Business Writer
Nedbank Zimbabwe managed to post a profit after tax of ZiG72,54 million, in the half year to June 30, 2024, underpinned by significant growth in fees and commissions.
In a statement, Nedbank’s Managing Director, Dr Sibongile Moyo, acknowledged the complex transition in the bank’s core operations, citing the conversion from ZWL to the new local currency (ZWG) following the introduction of the Zimbabwe Gold (ZiG) currency on April 5, 2024 as an example.
“This necessitated a change in our functional currency for accounting purposes to USD,” explained Dr Moyo. This move, she noted, aligns with International Financial Reporting Standards (IFRSs) and took effect from January 1, 2024.
While the bank presents its financial statements in ZIG due to regulatory requirements, Dr Moyo clarified that the hyperinflation accounting applied in 2023 made it difficult to draw direct comparisons with the 2024 financial figures.
However, the overall performance is indicative of the bank’s ability to adapt to Zimbabwe’s dynamic economic landscape, she said.
Nedbank’s profit after tax was driven by a 50 percent increase in fees and commissions from client transactions, alongside a 27 percent growth in loans and advances to the private sector and individuals.
Dr Moyo attributed this success to the bank’s growing client base and increased transaction volumes.
“The growth in international and local payments and our main-banked customer accounts have contributed significantly to this,” she remarked.
Despite subdued trading and dealing income, largely due to reduced foreign currency supply to the interbank market, the bank maintained strong performance in its core operations.
The contribution of unrealised foreign exchange gains was limited to 15 percent of total non-funded income, reflecting the stabilisation of the ZiG currency.
However, the bank faced challenges on the funded income side, which decreased by 6 percent due to a seven-fold reduction in reference interest rates on ZiG-denominated treasury bills and loans, as announced by the Reserve Bank of Zimbabwe’s (RBZ) monetary policy in April.
Dr Moyo also highlighted the bank’s robust USD loan portfolio, with 97 percent of its loans and advances denominated in USD as of June 30, 2024.
“We continue to manage a high percentage of USD-denominated loans, ensuring that we meet the needs of our clients,” she said.
Total operating expenses for the period amounted to ZiG265,13 million, with employee costs making up 45 percent of the total.
Dr Moyo emphasised the bank’s commitment to staff welfare, while noting that technology-driven costs have risen due to increased transaction volumes. “Our cost-to-income ratio rose to 73 percent, reflecting the hardening of expenses in USD,” she explained.

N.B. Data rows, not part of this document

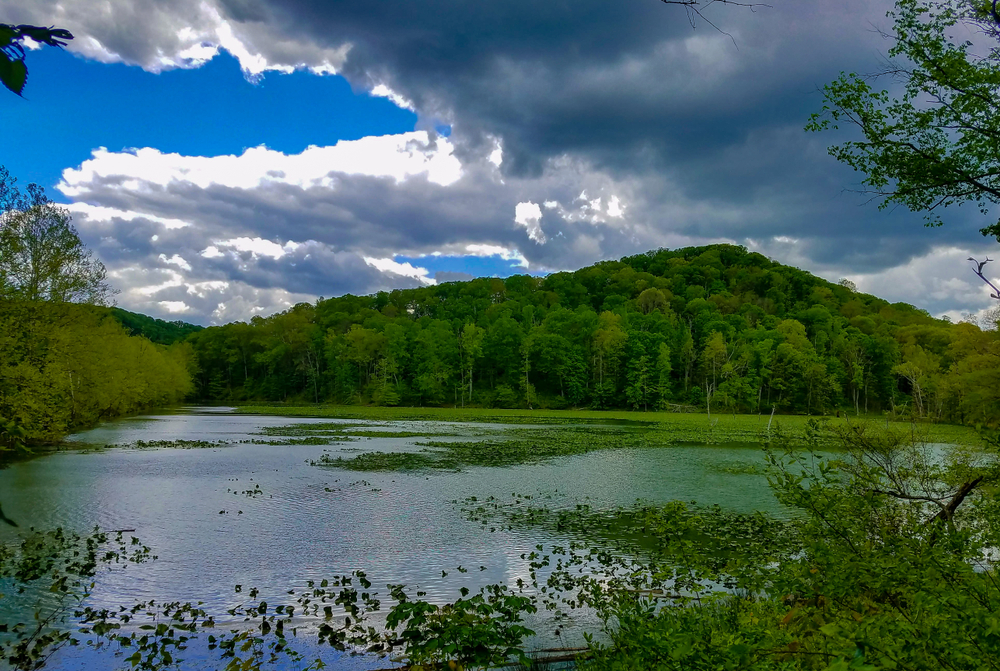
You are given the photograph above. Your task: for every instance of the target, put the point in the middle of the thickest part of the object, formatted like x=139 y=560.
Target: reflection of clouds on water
x=315 y=523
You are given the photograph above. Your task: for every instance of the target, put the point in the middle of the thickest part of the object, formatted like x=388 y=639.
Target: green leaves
x=13 y=73
x=936 y=144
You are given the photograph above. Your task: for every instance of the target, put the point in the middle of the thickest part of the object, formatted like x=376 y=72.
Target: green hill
x=715 y=327
x=159 y=331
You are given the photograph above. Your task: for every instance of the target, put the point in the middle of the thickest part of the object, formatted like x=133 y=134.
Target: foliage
x=13 y=71
x=50 y=574
x=717 y=327
x=64 y=366
x=935 y=144
x=41 y=255
x=158 y=331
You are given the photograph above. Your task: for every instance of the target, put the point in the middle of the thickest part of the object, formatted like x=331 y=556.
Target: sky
x=230 y=158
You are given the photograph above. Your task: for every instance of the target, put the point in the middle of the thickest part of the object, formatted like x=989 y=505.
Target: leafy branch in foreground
x=936 y=144
x=13 y=71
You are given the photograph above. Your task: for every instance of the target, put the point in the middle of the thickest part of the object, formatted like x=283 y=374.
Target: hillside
x=715 y=327
x=157 y=330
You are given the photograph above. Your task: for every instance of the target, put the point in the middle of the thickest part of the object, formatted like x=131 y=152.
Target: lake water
x=313 y=522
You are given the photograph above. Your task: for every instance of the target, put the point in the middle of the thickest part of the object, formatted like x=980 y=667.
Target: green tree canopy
x=41 y=255
x=937 y=143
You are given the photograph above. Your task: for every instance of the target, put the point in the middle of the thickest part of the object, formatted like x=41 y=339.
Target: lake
x=264 y=515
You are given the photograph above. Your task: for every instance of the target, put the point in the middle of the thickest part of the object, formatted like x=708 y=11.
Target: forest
x=67 y=359
x=716 y=328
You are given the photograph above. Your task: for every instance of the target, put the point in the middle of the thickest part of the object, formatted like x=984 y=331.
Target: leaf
x=13 y=73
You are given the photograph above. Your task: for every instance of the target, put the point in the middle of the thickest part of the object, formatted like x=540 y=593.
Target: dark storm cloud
x=699 y=134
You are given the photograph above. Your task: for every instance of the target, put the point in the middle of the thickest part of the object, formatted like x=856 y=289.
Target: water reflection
x=307 y=522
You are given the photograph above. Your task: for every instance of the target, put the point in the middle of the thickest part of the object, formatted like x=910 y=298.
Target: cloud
x=603 y=132
x=529 y=215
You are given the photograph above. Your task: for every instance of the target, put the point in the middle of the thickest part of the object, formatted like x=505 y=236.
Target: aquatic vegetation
x=308 y=440
x=173 y=444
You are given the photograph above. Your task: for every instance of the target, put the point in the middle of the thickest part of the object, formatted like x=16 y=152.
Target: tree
x=13 y=71
x=936 y=144
x=41 y=255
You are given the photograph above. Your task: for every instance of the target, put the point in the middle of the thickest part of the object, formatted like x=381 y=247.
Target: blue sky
x=73 y=105
x=229 y=158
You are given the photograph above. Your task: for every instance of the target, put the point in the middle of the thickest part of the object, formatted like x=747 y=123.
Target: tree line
x=715 y=327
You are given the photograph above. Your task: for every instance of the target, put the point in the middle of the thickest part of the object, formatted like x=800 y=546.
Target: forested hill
x=713 y=327
x=156 y=330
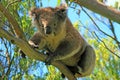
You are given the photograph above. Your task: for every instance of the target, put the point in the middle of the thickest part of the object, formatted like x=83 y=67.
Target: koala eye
x=54 y=24
x=42 y=25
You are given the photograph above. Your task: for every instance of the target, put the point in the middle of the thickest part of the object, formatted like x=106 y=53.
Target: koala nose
x=48 y=30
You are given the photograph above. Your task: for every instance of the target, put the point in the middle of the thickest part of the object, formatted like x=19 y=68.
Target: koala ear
x=64 y=5
x=62 y=12
x=33 y=13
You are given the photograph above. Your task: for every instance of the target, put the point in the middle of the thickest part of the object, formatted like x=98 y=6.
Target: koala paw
x=48 y=60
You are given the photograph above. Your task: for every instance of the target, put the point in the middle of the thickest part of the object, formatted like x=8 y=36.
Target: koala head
x=49 y=21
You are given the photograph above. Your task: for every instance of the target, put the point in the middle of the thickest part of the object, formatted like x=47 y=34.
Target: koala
x=63 y=42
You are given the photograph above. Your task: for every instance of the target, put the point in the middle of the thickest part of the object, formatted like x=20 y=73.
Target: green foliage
x=107 y=64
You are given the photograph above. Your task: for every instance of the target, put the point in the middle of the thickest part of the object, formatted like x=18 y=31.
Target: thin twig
x=113 y=31
x=97 y=25
x=12 y=3
x=106 y=46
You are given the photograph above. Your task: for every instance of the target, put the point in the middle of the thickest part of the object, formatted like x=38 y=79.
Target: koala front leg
x=87 y=62
x=34 y=42
x=65 y=50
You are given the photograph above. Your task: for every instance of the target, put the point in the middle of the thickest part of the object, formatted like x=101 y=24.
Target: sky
x=83 y=17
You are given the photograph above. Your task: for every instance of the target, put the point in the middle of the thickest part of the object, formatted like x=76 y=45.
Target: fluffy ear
x=64 y=5
x=33 y=13
x=62 y=11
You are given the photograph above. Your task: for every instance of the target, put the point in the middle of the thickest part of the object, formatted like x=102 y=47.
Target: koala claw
x=48 y=61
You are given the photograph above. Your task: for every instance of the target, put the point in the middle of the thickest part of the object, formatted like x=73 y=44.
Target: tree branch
x=31 y=53
x=100 y=8
x=11 y=19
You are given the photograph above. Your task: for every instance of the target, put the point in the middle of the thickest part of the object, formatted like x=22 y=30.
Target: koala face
x=49 y=21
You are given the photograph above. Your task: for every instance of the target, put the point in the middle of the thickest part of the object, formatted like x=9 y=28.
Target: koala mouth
x=48 y=30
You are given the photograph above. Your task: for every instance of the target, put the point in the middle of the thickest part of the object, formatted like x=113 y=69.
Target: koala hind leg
x=87 y=62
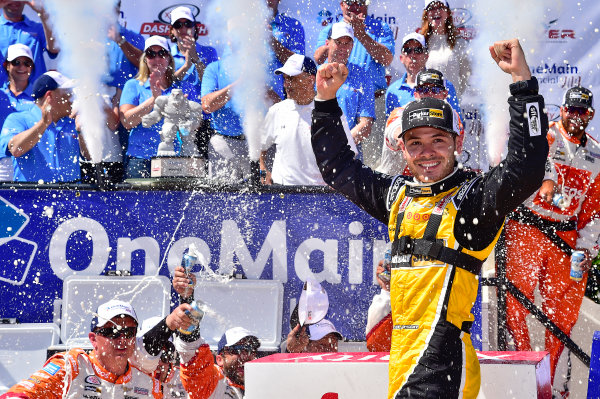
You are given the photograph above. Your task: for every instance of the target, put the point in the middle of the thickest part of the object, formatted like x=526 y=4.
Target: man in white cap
x=356 y=96
x=105 y=371
x=287 y=126
x=374 y=47
x=15 y=27
x=44 y=141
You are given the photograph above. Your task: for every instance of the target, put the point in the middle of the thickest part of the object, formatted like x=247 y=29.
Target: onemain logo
x=161 y=26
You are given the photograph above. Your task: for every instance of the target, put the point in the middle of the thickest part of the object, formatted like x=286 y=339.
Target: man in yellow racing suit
x=443 y=223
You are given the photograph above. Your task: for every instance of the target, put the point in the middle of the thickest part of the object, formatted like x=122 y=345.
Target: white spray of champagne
x=244 y=25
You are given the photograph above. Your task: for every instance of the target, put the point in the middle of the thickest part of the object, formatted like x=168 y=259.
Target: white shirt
x=287 y=125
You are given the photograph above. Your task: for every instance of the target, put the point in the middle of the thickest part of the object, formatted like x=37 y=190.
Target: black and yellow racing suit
x=446 y=231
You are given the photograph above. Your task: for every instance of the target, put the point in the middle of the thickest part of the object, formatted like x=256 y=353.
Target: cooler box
x=365 y=375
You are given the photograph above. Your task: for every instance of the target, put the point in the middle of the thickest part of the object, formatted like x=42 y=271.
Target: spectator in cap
x=314 y=338
x=356 y=96
x=448 y=52
x=374 y=46
x=287 y=38
x=414 y=56
x=16 y=94
x=15 y=27
x=191 y=59
x=107 y=368
x=156 y=77
x=201 y=377
x=44 y=141
x=186 y=52
x=287 y=126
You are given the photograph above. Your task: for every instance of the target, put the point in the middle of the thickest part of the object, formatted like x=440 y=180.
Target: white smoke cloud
x=81 y=30
x=499 y=20
x=243 y=24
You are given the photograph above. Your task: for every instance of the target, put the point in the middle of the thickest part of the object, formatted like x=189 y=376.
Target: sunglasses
x=150 y=54
x=114 y=332
x=187 y=24
x=410 y=50
x=578 y=110
x=429 y=89
x=238 y=349
x=27 y=63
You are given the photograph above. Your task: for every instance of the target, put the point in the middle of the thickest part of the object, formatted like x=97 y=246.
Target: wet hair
x=451 y=31
x=144 y=72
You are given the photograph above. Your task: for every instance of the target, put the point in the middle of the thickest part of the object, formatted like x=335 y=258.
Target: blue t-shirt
x=401 y=93
x=356 y=97
x=206 y=54
x=30 y=34
x=226 y=120
x=143 y=141
x=120 y=69
x=55 y=158
x=290 y=33
x=378 y=31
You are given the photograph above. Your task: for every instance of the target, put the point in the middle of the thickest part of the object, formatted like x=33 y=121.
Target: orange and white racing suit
x=201 y=377
x=77 y=375
x=538 y=231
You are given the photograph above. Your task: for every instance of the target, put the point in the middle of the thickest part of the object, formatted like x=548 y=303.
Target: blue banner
x=47 y=235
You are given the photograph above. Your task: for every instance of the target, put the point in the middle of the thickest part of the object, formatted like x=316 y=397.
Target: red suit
x=533 y=253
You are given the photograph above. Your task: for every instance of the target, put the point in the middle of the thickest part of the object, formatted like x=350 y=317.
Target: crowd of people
x=317 y=119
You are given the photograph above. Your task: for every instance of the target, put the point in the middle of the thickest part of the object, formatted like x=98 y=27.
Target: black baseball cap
x=430 y=112
x=578 y=97
x=431 y=77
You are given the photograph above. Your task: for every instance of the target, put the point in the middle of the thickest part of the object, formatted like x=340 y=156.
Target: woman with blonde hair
x=156 y=77
x=448 y=52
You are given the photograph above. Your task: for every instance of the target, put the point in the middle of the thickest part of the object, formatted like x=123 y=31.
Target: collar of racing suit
x=420 y=189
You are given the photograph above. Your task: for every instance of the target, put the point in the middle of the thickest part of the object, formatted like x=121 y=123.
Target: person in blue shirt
x=374 y=46
x=44 y=140
x=124 y=50
x=228 y=159
x=155 y=78
x=356 y=97
x=287 y=38
x=16 y=94
x=17 y=28
x=414 y=58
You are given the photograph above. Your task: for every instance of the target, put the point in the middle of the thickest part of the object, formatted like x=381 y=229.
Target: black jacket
x=487 y=200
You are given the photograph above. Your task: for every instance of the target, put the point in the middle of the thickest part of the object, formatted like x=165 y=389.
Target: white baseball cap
x=341 y=29
x=296 y=64
x=111 y=309
x=429 y=2
x=313 y=303
x=18 y=50
x=321 y=329
x=181 y=12
x=156 y=41
x=414 y=36
x=235 y=335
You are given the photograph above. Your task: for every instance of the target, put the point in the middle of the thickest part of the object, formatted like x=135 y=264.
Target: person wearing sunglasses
x=374 y=46
x=156 y=77
x=191 y=58
x=447 y=50
x=106 y=371
x=15 y=27
x=16 y=94
x=542 y=234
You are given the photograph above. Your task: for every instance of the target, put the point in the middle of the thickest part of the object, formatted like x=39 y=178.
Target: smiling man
x=443 y=222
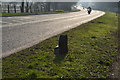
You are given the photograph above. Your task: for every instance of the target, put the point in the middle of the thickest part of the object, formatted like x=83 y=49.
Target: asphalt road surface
x=21 y=32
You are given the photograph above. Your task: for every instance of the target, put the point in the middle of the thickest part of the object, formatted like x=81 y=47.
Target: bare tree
x=22 y=6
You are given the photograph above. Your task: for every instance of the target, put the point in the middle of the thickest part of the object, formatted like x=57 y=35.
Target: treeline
x=35 y=7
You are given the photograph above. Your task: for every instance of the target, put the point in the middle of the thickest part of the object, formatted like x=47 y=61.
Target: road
x=21 y=32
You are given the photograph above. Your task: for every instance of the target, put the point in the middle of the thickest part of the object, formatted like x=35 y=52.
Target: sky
x=62 y=0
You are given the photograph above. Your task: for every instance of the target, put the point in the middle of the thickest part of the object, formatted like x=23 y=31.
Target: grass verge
x=92 y=50
x=25 y=14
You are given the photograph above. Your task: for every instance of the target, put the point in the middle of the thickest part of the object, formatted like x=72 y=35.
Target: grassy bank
x=92 y=49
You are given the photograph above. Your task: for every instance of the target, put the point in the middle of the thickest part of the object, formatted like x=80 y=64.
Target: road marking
x=45 y=20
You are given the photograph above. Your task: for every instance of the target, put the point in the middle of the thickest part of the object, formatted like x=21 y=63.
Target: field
x=92 y=50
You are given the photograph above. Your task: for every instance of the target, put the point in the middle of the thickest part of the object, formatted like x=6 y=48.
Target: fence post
x=63 y=47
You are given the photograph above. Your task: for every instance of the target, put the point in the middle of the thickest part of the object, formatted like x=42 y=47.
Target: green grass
x=92 y=50
x=24 y=14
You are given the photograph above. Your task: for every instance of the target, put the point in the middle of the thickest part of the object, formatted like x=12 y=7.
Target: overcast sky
x=62 y=0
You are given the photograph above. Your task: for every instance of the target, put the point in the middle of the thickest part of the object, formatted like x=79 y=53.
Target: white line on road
x=45 y=20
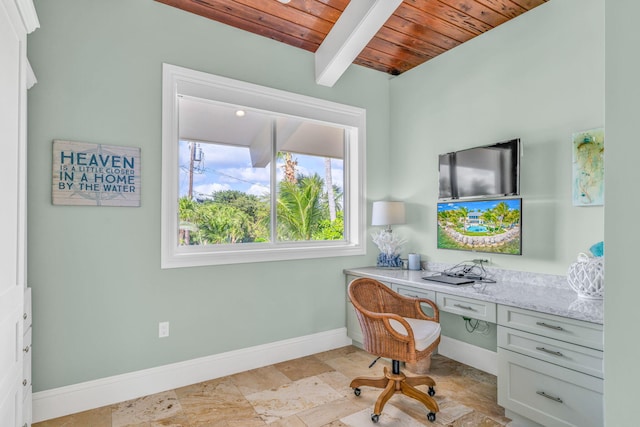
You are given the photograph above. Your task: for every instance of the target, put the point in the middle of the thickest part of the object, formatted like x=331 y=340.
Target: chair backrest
x=375 y=304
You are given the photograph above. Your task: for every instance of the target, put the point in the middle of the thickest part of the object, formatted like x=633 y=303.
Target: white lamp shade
x=387 y=213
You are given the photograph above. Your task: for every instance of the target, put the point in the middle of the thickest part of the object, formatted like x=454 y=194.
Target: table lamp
x=388 y=213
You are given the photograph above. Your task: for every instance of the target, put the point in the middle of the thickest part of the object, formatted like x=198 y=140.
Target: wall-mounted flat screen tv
x=481 y=225
x=486 y=171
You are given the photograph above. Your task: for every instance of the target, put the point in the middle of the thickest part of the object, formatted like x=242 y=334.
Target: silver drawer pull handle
x=555 y=353
x=554 y=398
x=546 y=325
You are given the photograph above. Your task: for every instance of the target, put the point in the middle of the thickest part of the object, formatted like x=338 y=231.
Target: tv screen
x=481 y=225
x=487 y=171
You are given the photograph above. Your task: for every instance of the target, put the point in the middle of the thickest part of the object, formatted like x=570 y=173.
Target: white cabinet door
x=11 y=293
x=13 y=86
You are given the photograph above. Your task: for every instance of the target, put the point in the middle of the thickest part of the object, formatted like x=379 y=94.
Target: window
x=256 y=174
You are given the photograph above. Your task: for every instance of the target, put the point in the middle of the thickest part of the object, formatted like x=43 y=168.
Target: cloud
x=208 y=189
x=258 y=190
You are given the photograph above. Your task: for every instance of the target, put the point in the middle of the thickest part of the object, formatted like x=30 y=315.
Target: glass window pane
x=223 y=198
x=310 y=181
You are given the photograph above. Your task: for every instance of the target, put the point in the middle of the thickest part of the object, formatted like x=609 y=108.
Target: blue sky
x=225 y=167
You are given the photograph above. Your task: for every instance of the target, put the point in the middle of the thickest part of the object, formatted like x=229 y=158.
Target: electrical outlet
x=163 y=329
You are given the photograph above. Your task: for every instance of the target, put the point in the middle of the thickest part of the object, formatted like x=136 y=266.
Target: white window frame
x=178 y=81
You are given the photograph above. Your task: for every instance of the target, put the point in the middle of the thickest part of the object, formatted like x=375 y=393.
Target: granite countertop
x=538 y=292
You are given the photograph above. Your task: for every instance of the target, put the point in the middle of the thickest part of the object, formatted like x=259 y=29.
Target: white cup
x=414 y=261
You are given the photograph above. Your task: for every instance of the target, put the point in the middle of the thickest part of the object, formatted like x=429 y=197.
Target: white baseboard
x=80 y=397
x=469 y=354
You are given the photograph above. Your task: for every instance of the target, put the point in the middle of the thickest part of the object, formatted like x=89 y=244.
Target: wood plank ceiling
x=418 y=30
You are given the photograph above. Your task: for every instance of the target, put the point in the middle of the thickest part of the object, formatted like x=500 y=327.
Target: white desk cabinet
x=550 y=368
x=550 y=343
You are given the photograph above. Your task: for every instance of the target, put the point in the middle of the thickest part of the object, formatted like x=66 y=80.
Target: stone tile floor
x=312 y=391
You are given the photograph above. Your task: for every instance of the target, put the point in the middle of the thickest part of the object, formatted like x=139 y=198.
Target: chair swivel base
x=397 y=382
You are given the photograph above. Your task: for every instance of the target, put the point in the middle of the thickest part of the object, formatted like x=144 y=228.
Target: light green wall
x=622 y=348
x=539 y=77
x=98 y=289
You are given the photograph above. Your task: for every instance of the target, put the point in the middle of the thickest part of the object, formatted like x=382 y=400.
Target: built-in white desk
x=550 y=341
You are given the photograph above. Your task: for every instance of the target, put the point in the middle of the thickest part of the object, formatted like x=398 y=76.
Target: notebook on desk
x=450 y=280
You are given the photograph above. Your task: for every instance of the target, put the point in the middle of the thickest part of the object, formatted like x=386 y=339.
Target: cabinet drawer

The bank aims to reduce this ratio to its long-term target of 50 percent through ongoing digitalisation and automation efforts.
Nedbank’s total assets remained relatively flat at ZIG2,58 billion, but loans and advances grew by 27 percent, pushing the loans-to-deposit ratio from 57 percent to 72 percent.
The bank remains well-capitalised with shareholders’ funds of ZIG711,37 million and a regulatory core capital of US$46,42 million, giving it a solid capital adequacy ratio of 26 percent.
Looking ahead, Dr Moyo acknowledged the tough macroeconomic environment and its potential impact on the bank’s value proposition.
“We recognise the challenges ahead and remain focused on addressing client needs while ensuring value creation and robust controls,” she concluded.